If a shipping line decides to significantly decrease their price from P1 to P3, the law of demand provides that there will be an increase in demand; however the demand is proportionately less (as we can see from Q1 to Q3) in relation to the massive decrease in price from P1 to P3. This is now the price inelastic portion of the demand curve (not in the shipping lines’ best interests). The reason for the disproportionate relationship between price decrease and demand increase is due to how other shipping lines would react.
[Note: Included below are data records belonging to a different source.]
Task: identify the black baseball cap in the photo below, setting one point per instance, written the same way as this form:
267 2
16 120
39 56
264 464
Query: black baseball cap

Other shipping lines will follow, looking to protect their market share, total revenue will decrease, over time market share will remain unchanged (no gain), hence price rigidity or stickiness in oligopoly market structure and shipping lines don’t need to change their price.
As we can see from the orange line in the above diagram, average freight rates for containerised cargo from Shanghai to Durban moved from above the US$1000 mark in April 2020 to just around the US$3000 mark in April 2021, a year-on-year increase of 200% - and this increase was soon dwarfed by a 1000% increase, with rates averaging around US$9000 per 40-foot container in September 2021. The reasons for the significant increase are discussed in the preceding paragraph - and of course an informed insight into the continued trajectory is provided in the ensuing summary.
As elaborated early on, container freight rates will indeed begin to fall, even though they will still be considerably higher than pre-pandemic levels as the demand continues to exceed supply, stabilising once the plateau has been reached. In the economic literature, the shipping sector and container handling are referred to as a global market that takes the form of an oligopoly in which a few main global players handle a substantial share of capacity in the main trades (Sys, 2009).
First, while barriers to entry within container shipping will likely remain relatively high (at least for new players looking to achieve enough scale to acquire meaningful influence over marginal industry pricing), there will always be incentives facing individual liners to attract marginal cargoes, and where pricing is concerned the industry does, in theory, remain competitive.
The second reason why freight rates may well eventually trend back close to pre-pandemic levels is that, leaving to one side questions around the theoretical price of low-carbon fuels later in the decade, liner company cost bases have not radically shifted relative to pre-pandemic trends, and in a competitive and commoditised industry marginal costs will in theory retain an important influence on industry pricing.
Finally, and really this is the key to how freight rates will develop once pandemic-specific factors are removed, looking beyond 2022 there is a lot of capacity hitting the water. From the industry’s present vantage point, it can feel difficult to imagine how the current market conditions could ever end, and there seems to be a general sense of confidence that the volume of deliveries will be relatively easy to absorb.
But, at a fundamental level, if you deliver over 2.0 million TEUs, or approaching 10% of the fleet, per year, for several years running, this will have consequences. This will not be an issue before 2023, and, most likely later in that year, unless the demand environment worsens beyond current expectations. Increased slow steaming could also offset capacity increases to some degree. But with container trade growth unlikely to exceed 4% per annum in a ‘normal’ year, several years of fleet growth closer to – or in excess of – 6% per annum will provide the real test of whether the industry has truly left the pre-pandemic world behind for good.
In the words of Lawrence J Peter, “Economics is the art to meet unlimited needs with scarce resources”.